Freak Wind Causes Commercial Jets To Travel Faster Than The Speed Of Sound Over The Atlantic

Over the past weekend, a significant jet stream developed over the mid-Atlantic region, causing a remarkable phenomenon: propelling specific eastbound commercial flights to speeds surpassing the sound barrier. One Virgin Atlantic flight, departing from Washington Dulles International Airport to London’s Heathrow Airport, achieved a ground speed of 802 miles per hour, landing 45 minutes earlier than scheduled.

In total, three commercial jetliners experienced extraordinary speeds within the jet stream, which reached a staggering 265 mph, far exceeding the average jet stream speed of about 110 mph.

Despite traveling faster than the speed of sound relative to the ground, the planes did not break the sound barrier because they were moving within the jet stream’s flow, rather than traveling 767 mph faster than the surrounding air. This remarkable jet stream formation was attributed to the contrast between super-cold temperatures in the Northeast and warmer air in the South.

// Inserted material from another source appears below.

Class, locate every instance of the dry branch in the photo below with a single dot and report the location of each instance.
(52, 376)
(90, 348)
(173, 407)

The juxtaposition of these temperature extremes created a crosswind effect that mitigated snowfall in the DC area, diverting the weather system that affected states to the north twice in one week. The National Weather Service’s Baltimore-Washington update account noted that the winds associated with this jet stream were the second-highest ever observed since records began being kept in the mid-20th century. The NWS warned eastbound travelers of significant tailwinds associated with the jet stream.

“For those flying eastbound in this jet,” the NWS account warned, “there will be quite a tail wind.”

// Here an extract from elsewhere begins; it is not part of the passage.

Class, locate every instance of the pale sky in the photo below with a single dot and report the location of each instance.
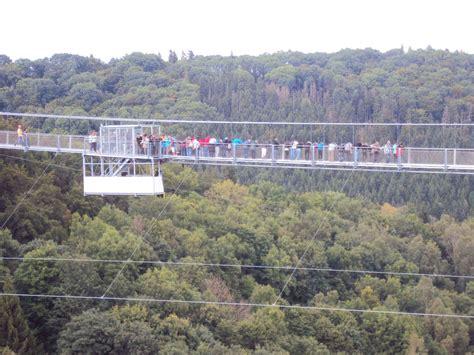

While there have been no reports of issues experienced by flights flying west during this phenomenon, it’s common knowledge in aviation that flying against jet streams can result in longer flight times, increased fuel consumption, and turbulence. Meteorologist Lisa Green emphasized this point, noting that the jet stream’s effects were not universally beneficial and could present challenges for aircraft traveling in the opposite direction.

“Great for flight if it’s at your tail,” meteorologist Lisa Green tweeted. “Not so great, otherwise!”

Overall, this event underscored the dynamic relationship between atmospheric conditions and aviation, highlighting how natural phenomena such as jet streams can significantly impact flight operations and travel experiences.